Metro Vancouver’s board of directors has approved a plan to substantially hike fees on new developments, potentially setting up a showdown with the federal government over housing money.
In a majority vote, the board — made up of municipal mayors and councillors from around the region — approved increases to what are known as development cost charges (DCCs) on construction to help pay for billions of dollars in planned upgrades to regional water, liquid waste and park infrastructure.
According to a third-party report Metro Vancouver commissioned in September, those charges could double or even triple the charges applied to new home construction.
The DCC hikes are opposed by federal Housing Minister Sean Fraser, who penned an open letter to board chair and Delta Mayor George Harvie this week, warning they could “deter development by offsetting the impact of other measures that reduce the cost of building.”
Fraser called on the regional district to delay the DCC increases by one year, and amend its DCC waiver bylaws to exempt purpose-built rentals, reduce the threshold for mixed-use developments and expand eligibility to privately-developed non-market rentals.
“I am not suggesting that development charges, generally speaking, are unacceptable. While I also appreciate that some hold the perspective that ‘growth pays for growth,’ we will all pay for stagnation as a result of a lower pace of construction,” Fraser wrote.
Implicit in Fraser’s letter was the potential loss of federal Housing Accelerator Funds. Last month, Fraser paused announcements of money through the program to Burnaby and Surrey, specifically citing the DCC increases.
In his letter, he noted the increases were “at odds” with the program, which is aimed at rewarding municipalities taking steps to increase housing construction.
Metro Vancouver Chief Administrative Officer told the board that the region’s infrastructure needs must be built one way or another, and that if the funds didn’t come from DCCs, the costs would be passed on to existing homeowners.
Speaking at Friday’s board meeting, several municipal leaders bristled at Fraser’s intervention.
Port Coquitlam Mayor Brad West described the federal minister’s approach as “akin to hostage taking,” adding that there was no evidence keeping DCCs low would keep costs down. His own community has low DCCs, he said, but developers continue to charge what the market will bear for new units.
“None of this has anything to do with how DCCs actually work,” added Township of Langley Mayor Eric Woodward.
“None of this has anything to do with how land values are the biggest challenge for housing. And land being owned by people who don’t build anything and don’t care.”
Representatives from Vancouver, by contrast, argued for the one-year delay, saying crossing the federal government could result in a loss of badly-needed housing funds.
“We can’t ignore the politics,” Vancouver Coun. Lisa Doninato said.
“And I want our member municipalities to receive that Housing Accelerator Fund so that we can add more supply.”
Speaking after the meeting, Harvie said he was pleased with the majority decision.
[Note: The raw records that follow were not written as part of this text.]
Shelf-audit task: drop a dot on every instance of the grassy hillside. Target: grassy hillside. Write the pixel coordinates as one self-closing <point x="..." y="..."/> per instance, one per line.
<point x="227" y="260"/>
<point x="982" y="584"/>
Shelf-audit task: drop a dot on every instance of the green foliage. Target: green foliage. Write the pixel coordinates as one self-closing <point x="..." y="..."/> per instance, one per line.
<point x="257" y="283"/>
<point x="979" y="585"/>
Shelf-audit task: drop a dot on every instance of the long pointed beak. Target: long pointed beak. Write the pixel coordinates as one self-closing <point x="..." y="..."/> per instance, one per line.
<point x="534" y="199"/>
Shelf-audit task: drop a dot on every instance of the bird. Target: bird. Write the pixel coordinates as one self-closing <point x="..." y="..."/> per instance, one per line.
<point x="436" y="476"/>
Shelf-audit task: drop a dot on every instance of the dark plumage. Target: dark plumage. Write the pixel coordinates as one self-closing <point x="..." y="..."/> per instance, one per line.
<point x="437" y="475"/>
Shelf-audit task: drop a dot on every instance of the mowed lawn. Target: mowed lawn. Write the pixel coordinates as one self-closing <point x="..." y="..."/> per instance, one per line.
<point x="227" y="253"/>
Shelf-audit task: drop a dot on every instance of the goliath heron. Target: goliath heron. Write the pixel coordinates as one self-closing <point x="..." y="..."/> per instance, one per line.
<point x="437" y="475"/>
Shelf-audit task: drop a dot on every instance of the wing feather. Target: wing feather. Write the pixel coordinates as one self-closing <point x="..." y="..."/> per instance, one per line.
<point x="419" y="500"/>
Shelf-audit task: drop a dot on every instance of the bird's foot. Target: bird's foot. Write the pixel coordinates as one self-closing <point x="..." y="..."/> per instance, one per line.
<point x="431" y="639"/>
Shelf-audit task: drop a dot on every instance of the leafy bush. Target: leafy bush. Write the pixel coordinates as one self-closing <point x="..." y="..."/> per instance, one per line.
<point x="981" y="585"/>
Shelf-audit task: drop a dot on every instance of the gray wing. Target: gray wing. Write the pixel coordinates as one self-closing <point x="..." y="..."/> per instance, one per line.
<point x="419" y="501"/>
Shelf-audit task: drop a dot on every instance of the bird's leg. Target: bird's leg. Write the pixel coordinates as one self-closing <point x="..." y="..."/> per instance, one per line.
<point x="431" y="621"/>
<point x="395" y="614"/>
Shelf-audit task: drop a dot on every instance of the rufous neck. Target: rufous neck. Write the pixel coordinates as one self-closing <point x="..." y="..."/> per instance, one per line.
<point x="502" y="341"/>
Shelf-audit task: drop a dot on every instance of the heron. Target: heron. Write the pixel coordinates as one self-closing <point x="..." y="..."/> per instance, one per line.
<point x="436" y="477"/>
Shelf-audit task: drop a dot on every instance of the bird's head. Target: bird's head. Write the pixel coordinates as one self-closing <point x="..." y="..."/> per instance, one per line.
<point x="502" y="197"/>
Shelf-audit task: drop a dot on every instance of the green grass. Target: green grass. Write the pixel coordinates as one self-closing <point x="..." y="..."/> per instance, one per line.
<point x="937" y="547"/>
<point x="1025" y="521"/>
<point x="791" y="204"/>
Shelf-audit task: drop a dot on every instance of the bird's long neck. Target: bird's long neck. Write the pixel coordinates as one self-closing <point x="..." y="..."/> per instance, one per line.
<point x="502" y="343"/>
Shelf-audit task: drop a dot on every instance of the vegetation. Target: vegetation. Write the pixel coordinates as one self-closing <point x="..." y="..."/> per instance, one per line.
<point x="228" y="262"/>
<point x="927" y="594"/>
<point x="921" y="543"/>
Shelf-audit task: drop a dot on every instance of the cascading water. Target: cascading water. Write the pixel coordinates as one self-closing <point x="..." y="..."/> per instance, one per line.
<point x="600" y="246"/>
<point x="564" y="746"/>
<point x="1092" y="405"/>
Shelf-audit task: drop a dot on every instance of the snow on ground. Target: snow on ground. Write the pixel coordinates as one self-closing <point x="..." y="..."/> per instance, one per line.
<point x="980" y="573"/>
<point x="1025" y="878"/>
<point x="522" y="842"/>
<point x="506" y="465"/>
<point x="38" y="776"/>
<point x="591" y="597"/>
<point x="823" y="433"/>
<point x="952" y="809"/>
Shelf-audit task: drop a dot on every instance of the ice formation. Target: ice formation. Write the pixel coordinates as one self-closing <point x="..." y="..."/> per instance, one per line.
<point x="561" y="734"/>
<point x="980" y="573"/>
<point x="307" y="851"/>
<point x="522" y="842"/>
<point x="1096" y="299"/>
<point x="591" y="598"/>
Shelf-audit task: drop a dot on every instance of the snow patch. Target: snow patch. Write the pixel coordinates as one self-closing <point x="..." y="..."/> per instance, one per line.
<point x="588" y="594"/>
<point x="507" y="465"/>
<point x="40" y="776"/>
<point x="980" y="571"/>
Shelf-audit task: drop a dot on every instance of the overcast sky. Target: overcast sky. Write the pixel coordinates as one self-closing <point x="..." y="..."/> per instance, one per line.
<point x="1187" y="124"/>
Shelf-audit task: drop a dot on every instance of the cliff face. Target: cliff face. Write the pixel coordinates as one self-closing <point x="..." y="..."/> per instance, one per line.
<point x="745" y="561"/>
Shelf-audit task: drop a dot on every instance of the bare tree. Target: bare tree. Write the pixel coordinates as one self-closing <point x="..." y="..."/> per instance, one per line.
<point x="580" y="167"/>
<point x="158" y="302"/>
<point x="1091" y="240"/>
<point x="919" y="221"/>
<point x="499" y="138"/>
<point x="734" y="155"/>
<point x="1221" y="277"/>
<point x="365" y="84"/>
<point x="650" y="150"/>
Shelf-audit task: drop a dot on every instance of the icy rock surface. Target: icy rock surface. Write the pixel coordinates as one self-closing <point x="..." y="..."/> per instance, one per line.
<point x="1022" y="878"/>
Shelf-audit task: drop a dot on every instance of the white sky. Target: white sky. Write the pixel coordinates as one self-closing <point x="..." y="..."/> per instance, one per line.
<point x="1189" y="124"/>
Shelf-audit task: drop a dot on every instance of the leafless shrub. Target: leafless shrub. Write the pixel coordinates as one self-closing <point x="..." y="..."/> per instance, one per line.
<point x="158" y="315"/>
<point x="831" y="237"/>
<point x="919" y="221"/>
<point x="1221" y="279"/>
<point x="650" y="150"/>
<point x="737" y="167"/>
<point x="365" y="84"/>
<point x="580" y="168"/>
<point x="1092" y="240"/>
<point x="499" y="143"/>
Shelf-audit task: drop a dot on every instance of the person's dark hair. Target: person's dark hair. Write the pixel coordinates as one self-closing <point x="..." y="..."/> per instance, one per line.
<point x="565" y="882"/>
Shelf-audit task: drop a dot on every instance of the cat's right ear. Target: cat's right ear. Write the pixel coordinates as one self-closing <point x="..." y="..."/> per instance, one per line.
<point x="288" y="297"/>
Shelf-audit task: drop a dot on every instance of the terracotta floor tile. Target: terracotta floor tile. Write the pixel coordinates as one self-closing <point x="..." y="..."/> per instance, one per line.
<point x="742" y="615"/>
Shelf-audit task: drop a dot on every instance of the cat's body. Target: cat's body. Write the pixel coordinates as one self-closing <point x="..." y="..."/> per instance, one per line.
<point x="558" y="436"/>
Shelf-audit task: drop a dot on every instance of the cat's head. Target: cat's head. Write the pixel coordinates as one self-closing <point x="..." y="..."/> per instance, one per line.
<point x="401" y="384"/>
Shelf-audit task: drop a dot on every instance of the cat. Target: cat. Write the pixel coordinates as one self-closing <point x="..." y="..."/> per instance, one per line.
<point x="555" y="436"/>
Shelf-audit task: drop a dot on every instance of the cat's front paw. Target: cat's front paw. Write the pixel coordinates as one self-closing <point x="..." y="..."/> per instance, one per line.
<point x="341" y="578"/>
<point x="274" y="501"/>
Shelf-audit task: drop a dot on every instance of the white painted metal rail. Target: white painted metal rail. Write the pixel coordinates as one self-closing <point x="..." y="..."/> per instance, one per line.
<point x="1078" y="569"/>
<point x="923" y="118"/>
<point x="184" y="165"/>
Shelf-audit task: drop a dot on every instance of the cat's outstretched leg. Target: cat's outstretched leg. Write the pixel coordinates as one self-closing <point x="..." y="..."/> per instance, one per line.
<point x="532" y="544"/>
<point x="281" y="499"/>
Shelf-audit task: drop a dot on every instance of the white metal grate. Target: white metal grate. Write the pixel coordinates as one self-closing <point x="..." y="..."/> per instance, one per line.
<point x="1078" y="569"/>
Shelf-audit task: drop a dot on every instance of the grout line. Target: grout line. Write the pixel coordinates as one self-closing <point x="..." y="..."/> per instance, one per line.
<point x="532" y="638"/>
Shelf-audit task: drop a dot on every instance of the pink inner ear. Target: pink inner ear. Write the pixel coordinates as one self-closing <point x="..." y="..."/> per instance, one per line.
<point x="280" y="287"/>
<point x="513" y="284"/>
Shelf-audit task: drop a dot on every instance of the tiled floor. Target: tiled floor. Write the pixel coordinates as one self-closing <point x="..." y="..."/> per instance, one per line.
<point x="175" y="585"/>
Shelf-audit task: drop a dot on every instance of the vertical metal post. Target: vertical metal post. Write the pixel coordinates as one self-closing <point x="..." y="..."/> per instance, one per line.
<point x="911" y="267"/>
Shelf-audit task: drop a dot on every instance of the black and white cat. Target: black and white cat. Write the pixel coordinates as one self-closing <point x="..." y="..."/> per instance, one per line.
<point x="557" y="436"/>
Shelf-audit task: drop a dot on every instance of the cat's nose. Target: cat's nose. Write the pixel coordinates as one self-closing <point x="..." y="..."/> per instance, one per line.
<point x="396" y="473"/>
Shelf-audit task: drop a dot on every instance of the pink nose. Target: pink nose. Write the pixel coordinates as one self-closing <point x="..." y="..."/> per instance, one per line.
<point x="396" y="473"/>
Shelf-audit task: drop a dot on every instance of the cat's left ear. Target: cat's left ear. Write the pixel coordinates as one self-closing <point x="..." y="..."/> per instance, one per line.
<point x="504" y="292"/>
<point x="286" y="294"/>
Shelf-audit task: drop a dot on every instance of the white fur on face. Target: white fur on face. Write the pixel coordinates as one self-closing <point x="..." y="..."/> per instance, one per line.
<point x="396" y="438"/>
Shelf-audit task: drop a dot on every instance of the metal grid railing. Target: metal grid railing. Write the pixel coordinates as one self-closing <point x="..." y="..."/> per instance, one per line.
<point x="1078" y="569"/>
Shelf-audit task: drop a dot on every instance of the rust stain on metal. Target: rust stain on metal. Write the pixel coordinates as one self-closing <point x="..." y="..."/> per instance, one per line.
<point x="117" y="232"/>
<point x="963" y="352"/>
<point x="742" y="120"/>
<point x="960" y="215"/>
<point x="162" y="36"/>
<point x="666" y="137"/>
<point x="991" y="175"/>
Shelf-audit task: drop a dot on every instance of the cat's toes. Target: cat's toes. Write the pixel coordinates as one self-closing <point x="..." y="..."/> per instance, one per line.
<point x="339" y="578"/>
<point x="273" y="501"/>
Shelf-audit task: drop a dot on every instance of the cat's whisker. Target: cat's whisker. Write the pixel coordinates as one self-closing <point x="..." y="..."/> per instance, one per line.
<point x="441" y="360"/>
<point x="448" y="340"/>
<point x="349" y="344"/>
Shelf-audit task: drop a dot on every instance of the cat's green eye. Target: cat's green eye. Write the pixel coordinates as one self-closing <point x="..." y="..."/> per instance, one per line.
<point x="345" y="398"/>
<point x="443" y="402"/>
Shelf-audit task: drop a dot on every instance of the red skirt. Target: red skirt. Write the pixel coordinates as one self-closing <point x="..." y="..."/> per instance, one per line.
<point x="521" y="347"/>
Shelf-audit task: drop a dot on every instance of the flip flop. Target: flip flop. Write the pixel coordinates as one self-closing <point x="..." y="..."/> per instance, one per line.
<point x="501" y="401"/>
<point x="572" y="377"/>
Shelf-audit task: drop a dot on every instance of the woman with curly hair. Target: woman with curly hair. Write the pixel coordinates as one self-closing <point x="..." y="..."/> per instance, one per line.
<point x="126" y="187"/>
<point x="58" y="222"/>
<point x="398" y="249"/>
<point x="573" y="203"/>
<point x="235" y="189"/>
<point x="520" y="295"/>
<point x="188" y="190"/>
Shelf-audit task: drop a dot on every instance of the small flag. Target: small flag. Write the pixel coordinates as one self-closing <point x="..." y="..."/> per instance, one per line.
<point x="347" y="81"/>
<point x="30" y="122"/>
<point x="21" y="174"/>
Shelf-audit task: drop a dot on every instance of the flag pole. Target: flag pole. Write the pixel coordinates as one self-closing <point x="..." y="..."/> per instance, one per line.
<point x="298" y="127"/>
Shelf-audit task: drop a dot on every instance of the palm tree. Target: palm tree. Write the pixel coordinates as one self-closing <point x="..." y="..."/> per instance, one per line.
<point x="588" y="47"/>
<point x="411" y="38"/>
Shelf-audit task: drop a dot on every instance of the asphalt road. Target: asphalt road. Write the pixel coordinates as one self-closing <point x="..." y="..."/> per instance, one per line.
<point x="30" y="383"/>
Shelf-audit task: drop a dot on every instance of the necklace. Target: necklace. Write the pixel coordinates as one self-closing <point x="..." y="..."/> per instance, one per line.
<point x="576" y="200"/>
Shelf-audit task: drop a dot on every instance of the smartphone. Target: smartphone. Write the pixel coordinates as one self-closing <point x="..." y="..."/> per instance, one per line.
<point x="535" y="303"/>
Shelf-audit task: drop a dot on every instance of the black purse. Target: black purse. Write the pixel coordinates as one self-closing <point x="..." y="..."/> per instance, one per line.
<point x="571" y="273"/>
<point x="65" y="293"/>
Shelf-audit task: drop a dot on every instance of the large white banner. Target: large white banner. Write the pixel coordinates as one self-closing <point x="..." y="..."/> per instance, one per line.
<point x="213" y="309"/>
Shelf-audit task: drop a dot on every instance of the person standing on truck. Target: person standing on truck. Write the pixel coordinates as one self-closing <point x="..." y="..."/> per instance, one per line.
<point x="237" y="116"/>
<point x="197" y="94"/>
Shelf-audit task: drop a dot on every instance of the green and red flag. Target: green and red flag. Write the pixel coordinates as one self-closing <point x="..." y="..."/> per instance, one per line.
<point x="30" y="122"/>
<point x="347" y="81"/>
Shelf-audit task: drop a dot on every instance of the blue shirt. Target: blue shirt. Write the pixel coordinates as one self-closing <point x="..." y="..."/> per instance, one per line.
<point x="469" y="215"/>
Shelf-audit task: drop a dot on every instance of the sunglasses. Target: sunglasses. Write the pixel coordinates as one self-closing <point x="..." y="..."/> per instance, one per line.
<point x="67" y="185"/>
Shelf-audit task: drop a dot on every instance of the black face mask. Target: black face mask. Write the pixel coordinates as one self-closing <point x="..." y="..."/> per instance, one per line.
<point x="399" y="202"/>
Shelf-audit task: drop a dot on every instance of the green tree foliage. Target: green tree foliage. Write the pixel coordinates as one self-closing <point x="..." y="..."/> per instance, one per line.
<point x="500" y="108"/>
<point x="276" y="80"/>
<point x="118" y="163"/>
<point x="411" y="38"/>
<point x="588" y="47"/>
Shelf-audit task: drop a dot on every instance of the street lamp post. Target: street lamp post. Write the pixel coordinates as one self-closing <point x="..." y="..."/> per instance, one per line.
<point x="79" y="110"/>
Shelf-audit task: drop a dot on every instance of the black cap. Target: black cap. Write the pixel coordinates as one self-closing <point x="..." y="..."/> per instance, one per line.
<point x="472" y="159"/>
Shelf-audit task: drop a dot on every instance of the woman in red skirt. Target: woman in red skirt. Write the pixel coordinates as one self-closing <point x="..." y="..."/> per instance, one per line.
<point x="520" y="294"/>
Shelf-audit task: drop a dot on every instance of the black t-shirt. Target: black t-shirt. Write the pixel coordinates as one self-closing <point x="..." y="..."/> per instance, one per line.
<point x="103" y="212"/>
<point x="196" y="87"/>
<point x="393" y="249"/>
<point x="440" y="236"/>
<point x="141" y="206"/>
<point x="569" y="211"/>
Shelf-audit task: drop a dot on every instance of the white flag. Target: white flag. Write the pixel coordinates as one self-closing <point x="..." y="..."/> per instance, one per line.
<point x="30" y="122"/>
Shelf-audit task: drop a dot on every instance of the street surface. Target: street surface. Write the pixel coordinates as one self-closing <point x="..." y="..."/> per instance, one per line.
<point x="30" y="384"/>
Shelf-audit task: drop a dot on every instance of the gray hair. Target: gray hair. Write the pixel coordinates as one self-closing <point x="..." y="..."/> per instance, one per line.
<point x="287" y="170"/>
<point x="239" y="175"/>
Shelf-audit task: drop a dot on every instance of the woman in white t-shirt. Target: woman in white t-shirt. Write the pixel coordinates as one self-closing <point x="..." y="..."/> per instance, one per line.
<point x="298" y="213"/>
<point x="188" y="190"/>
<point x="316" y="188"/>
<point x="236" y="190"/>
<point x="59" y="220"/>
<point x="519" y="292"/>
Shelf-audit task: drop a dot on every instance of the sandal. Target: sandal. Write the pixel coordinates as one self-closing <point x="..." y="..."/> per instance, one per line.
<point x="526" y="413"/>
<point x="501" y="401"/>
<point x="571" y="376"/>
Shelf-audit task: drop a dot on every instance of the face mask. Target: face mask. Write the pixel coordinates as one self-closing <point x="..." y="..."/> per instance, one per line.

“I’ve been around a long time, and having the minister involved in this way and trying to talk to individual cities and municipalities about what Metro is trying to do, I find that concerning,” he said.
“We have to look at the data, not the politics, and what is coming out of Ottawa in my opinion is politics.”
Harvie went on to say the district would closely review data collected in the coming years related to the DCCs.
“And if these development cost charges show that they’re causing an effect then we will pivot and make a change, but we firmly believe that growth should be paying for growth.”
Global News is seeking comment from Fraser on the vote.
Under the plan approved Friday, regional DCC increases will be phased in over a three-year period starting in 2025.
According to the Coriolis Consulting report produced for the regional district, the increases could see the cost of a new detached home could climb between $18,506 and $24,106, the cost of a new townhouse could increase by $16,952 to $22,182, and the cost of a new apartment could increase by $11,360 to $14,657 per unit when fully implemented.